PS: I am not sure about the tagging of this question, feel free to correct it.


Solution

  • python sounds to be a good choice because it has a good threading API (the implementation is questionable though), matplotlib and pylab. I miss some more specs from your end but maybe this could be a good starting point for you: matplotlib: async plotting with threads. I would go for a single thread for handling bulk disk i/o reads and sync queueing to a pool of threads for data processing (if you have fixed record lengths things may get faster by precomputing reading offsets and passing just the offsets to the threadpool); with the diskio thread I would mmap the datasource files, read a predefined num bytes + one more read to eventually grab the last bytes to the end of the current datasource lineinput; the numbytes should be chosen somewhere near your average lineinput length; next is pool feeding via the queue and the data processing / plotting that takes place in the threadpool; I don't have a good picture here (of what are you plotting exactly) but I hope this helps.

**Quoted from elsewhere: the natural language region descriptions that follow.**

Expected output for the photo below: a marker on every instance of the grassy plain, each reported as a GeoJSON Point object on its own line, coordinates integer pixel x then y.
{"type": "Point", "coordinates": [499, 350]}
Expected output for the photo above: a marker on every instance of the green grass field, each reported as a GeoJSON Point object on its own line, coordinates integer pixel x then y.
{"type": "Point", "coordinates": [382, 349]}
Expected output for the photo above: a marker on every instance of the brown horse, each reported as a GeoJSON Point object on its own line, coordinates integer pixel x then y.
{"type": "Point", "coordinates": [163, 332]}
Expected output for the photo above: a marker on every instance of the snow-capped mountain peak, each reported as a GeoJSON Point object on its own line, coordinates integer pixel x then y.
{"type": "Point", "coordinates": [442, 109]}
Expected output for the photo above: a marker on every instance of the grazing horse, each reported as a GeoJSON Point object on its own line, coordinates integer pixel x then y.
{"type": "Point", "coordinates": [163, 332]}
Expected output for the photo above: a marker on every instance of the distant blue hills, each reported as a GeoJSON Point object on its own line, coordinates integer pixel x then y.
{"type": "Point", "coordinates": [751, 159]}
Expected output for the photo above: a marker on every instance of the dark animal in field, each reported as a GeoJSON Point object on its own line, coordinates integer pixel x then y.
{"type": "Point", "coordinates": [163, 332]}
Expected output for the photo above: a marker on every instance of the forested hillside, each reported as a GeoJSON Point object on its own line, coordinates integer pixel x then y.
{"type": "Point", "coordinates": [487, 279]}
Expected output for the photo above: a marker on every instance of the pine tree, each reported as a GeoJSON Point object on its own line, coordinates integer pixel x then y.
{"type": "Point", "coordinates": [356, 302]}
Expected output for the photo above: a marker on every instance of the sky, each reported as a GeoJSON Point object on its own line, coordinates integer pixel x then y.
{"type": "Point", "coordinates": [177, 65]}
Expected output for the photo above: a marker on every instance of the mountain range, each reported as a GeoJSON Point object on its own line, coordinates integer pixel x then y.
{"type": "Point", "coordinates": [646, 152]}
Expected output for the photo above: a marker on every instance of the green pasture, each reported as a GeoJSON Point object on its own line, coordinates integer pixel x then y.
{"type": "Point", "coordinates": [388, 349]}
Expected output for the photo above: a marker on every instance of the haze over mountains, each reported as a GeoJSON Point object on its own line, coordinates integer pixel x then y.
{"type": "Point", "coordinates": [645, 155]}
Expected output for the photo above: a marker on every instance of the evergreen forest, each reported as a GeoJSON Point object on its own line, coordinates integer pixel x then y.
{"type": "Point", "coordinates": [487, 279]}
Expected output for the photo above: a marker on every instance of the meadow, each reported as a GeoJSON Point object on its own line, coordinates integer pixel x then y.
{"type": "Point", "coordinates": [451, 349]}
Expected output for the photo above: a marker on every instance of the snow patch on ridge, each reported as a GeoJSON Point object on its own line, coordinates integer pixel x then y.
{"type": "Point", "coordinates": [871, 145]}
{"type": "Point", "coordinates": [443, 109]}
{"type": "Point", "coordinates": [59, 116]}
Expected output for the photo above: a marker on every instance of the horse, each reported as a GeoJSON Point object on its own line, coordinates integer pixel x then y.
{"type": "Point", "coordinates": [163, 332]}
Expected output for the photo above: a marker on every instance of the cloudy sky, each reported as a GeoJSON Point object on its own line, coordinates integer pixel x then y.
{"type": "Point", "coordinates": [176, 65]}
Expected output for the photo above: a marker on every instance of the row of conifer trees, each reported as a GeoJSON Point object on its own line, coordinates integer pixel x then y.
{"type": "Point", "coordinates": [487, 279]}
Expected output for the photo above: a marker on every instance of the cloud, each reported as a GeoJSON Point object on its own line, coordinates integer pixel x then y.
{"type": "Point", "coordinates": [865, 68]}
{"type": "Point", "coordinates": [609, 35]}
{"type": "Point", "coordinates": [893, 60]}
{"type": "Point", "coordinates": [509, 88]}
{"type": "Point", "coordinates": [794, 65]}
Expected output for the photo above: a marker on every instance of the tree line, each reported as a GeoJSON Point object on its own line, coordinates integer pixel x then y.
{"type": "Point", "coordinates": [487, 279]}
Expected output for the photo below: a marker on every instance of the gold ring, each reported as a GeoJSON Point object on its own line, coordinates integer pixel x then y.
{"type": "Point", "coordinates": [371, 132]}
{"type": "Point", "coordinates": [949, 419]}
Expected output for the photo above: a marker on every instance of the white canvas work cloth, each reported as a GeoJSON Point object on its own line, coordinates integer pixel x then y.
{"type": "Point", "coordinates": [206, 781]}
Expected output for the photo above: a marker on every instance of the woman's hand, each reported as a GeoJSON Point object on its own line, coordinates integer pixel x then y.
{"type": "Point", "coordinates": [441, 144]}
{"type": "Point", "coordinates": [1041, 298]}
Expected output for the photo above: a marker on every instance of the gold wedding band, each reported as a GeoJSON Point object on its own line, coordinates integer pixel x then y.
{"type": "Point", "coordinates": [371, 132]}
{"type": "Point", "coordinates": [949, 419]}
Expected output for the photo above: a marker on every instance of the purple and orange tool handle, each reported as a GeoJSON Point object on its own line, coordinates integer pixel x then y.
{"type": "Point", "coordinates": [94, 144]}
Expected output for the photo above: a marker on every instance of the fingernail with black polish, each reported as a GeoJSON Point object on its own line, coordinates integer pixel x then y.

    EDIT: there's file.readlines([sizehint]) to grab multiple lines at once; well it may not be so speedy cuz the docs are saying its using readline() internally

    EDIT: a quick skeleton code

    import threading
    from collections import deque
    import sys
    import mmap
    
    
    class processor(Thread):
        """
            processor gets a batch of data at time from the diskio thread
        """
        def __init__(self,q):
            Thread.__init__(self,name="plotter")
            self._queue = q
        def run(self):
            #get batched data 
            while True:
                #we wait for a batch
                dataloop = self.feed(self._queue.get())
                try:
                    while True:
                        self.plot(dataloop.next())
                except StopIteration:
                    pass
                #sanitizer exceptions following, maybe
    
        def parseline(self,line):
            """ return a data struct ready for plotting """
            raise NotImplementedError
    
        def feed(self,databuf):
            #we yield one-at-time datastruct ready-to-go for plotting
            for line in databuf:
                yield self.parseline(line)
    
        def plot(self,data):
            """integrate
            https://www.esclab.tw/wiki/index.php/Matplotlib#Asynchronous_plotting_with_threads
            maybe
            """
    class sharedq(object):
        """i dont recall where i got this implementation from 
        you may write a better one"""
        def __init__(self,maxsize=8192):
            self.queue = deque()
            self.barrier = threading.RLock()
            self.read_c = threading.Condition(self.barrier)
            self.write_c = threading.Condition(self.barrier)
            self.msz = maxsize
        def put(self,item):
            self.barrier.acquire()
            while len(self.queue) >= self.msz:
                self.write_c.wait()
            self.queue.append(item)
            self.read_c.notify()
            self.barrier.release()
        def get(self):
            self.barrier.acquire()
            while not self.queue:
                self.read_c.wait()
            item = self.queue.popleft()
            self.write_c.notify()
            self.barrier.release()
            return item
    
    
    
    q = sharedq()
    #sizehint for readine lines
    numbytes=1024
    for i in xrange(8):
        p = processor(q)
        p.start()
    for fn in sys.argv[1:]
        with open(fn, "r+b") as f:
            #you may want a better sizehint here
            map = mmap.mmap(f.fileno(), 0)
            #insert a loop here, i forgot
            q.put(map.readlines(numbytes))
    
    #some cleanup code may be desirable